This book caused me quite a bit of internal debate, especially as I progressed throughout the novel. On one hand, it was a LitRPG, and that is literally one of my favorite genres ever. But on the other hand... I just really wanted to give Luke a giant wack on the head throughout all 369 pages.
Luke Stephens is struggling through his senior year of high school, with his mother's rapidly declining health, and their even more-rapidly declining finances. The only time he can escape from his obligations to the real world is when he is playing online video games with his 3 best friends. But when he finds out that his father is the creater of the world's first fully immersive virtual reality MMORPG, and that he is the only one who can save beta players trapped inside the game, he jumps at the chance. But when things go wrong almost immediately, it is up to Luke to attempt to rescue the beta players, persuade his father to back down, and escape the game with his own life intact. After all, if you die in Neverfall--you die in real life.
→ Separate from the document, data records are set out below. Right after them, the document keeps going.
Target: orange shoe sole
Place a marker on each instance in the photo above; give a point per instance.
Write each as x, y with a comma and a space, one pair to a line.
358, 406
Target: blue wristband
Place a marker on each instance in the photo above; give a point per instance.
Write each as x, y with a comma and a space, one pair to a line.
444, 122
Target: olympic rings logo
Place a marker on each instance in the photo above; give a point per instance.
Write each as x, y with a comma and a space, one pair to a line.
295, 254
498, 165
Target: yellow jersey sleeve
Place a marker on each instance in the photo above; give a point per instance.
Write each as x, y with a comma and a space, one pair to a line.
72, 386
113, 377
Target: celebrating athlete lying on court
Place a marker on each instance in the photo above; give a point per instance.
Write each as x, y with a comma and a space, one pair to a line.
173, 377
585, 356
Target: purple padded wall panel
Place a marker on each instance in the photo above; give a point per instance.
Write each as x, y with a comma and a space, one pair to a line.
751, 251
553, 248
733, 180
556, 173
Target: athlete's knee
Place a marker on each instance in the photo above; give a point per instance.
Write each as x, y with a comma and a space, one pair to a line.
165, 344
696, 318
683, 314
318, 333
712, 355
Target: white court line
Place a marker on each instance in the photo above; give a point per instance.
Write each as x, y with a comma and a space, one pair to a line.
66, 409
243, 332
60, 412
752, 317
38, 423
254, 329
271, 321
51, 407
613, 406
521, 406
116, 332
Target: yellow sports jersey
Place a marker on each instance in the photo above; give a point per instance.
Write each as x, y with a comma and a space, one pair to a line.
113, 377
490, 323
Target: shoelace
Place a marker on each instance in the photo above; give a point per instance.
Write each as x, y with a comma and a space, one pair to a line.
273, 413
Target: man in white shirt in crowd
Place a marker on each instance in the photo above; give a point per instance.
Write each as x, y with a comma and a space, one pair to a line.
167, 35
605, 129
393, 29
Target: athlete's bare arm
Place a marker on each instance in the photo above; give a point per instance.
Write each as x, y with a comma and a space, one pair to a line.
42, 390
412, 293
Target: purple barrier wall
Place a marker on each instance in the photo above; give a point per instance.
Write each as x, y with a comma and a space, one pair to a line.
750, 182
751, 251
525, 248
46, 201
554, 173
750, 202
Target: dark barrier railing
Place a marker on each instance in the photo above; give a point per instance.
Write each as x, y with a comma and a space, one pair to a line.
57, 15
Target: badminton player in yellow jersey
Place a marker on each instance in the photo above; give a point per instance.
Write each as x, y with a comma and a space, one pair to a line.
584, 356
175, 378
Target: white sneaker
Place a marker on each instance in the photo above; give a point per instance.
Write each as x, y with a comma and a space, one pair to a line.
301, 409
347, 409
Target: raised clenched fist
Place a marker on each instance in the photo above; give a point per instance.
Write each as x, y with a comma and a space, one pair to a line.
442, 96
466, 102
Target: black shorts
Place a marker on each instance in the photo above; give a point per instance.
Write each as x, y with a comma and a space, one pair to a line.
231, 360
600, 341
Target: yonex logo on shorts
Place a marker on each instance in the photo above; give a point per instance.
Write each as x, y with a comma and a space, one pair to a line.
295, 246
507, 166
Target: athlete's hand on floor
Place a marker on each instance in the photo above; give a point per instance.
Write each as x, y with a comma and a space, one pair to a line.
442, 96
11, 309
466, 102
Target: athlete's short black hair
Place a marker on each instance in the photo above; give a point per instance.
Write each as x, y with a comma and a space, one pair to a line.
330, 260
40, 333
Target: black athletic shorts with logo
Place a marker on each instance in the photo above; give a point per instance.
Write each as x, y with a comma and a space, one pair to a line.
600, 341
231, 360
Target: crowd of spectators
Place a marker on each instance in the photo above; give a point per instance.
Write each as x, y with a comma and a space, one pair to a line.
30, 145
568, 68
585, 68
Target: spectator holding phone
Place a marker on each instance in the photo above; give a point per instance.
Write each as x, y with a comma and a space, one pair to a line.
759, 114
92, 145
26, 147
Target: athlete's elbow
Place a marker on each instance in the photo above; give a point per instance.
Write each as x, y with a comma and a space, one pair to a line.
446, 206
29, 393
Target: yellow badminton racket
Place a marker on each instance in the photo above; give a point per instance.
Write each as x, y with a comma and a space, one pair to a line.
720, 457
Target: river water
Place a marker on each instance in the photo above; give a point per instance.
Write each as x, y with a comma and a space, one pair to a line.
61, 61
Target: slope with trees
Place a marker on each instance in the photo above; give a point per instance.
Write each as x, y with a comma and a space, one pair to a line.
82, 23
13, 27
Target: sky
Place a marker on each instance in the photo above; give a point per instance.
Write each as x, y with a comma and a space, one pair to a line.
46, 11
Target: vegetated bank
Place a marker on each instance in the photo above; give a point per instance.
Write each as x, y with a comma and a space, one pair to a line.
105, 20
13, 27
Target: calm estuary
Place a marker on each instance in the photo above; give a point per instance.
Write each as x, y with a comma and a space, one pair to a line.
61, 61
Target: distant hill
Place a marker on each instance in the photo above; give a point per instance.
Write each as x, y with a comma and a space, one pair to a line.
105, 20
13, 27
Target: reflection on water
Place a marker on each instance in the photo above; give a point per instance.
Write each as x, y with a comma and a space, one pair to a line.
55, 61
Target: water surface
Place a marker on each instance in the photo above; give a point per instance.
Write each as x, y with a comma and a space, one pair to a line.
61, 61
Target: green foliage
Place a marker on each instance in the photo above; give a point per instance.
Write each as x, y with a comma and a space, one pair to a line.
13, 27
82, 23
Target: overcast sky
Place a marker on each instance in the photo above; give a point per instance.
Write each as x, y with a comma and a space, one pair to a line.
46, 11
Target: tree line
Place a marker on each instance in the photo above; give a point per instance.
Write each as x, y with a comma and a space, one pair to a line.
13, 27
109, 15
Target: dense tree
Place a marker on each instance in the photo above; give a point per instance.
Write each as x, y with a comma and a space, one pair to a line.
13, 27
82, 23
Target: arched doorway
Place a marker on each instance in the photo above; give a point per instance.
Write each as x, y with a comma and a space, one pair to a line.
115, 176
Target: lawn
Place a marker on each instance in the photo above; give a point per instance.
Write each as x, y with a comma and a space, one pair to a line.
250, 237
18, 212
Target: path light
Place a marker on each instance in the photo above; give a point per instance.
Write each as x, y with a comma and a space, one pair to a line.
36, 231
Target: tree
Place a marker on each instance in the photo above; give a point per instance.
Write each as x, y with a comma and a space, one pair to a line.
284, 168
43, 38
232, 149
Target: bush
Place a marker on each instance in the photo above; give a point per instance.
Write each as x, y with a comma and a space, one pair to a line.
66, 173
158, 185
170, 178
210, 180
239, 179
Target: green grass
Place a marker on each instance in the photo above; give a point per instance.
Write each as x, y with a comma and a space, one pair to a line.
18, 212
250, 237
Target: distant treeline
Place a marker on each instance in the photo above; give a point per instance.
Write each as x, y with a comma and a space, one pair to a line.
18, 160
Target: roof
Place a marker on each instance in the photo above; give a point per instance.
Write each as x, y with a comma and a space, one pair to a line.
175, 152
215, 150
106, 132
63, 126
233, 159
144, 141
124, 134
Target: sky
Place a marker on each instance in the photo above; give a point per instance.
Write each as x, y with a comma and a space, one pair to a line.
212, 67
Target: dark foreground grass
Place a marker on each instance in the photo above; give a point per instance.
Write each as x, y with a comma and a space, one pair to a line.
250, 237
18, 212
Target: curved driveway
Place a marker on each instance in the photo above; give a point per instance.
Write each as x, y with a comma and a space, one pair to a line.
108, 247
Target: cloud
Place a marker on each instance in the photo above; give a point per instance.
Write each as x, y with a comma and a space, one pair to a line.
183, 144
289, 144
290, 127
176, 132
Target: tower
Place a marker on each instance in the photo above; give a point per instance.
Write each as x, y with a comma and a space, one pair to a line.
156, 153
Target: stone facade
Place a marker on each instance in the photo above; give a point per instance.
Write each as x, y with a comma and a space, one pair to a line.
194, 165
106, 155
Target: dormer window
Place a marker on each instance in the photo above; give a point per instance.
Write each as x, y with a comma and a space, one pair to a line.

First of all, I just want to say that I loved the friendship between Luke, Mack, Cassie, and Christopher. The conversations between them seemed so genuine and realistic, and it really felt like I was sitting in on a conversation between a couple of friends. I'm not always a fan of relationships between characters because they can sometimes feel forced or unauthentic, but this wasn't the case here and I really enjoyed it. My favorite parts were the constant banter between the group, as well as the fact that Christopher was a great example of a character knowing their values, and staying true to them no matter what. Even under all of the pressure to change, he stayed committed to what he believed in, and I thought that was a great thing to see, especially in a genre where that isn't always the case. I also really loved the world of Neverfall, with all the magic and D&D references. As someone who does play D&D (my philosophy? steal everything), it was pretty cool to see Wintertide's take on it, and how it was mixed in with other ideas.
My main issue with the book was the number of convenient plot jumps. Now, I am a naturally more anxious and paranoid person, but if someone came up to me and said hey, come get in this game where people are dying in real life, we promise it won't happen to you, and by the way we literally aren't going to tell you anything... I would have noped out of there so fast I would have set a world record. But Luke is all gung-ho about it, and it felt a little forced and out of place. There were some other minor things, like the fact that the stats were constantly being repeated and felt forced into the plot, and that the ending felt a little too abrupt, even for the first book in a series, but that didn't bother me nearly as much as the plot jumps.
I would definitely be interested to see where Wintertide goes with the next books in the series, and I would be lying if I said that I wasn't interested to see what happens next. This book definitely wasn't bad by any means, but I didn't enjoy it as much as other LitRPGS that I have read.
Disclaimer: I was contacted by the publicist regarding a review, and was provided with a review copy in exchange for an honest review. This has in no way influenced my opinions on, feelings towards, or review of this book.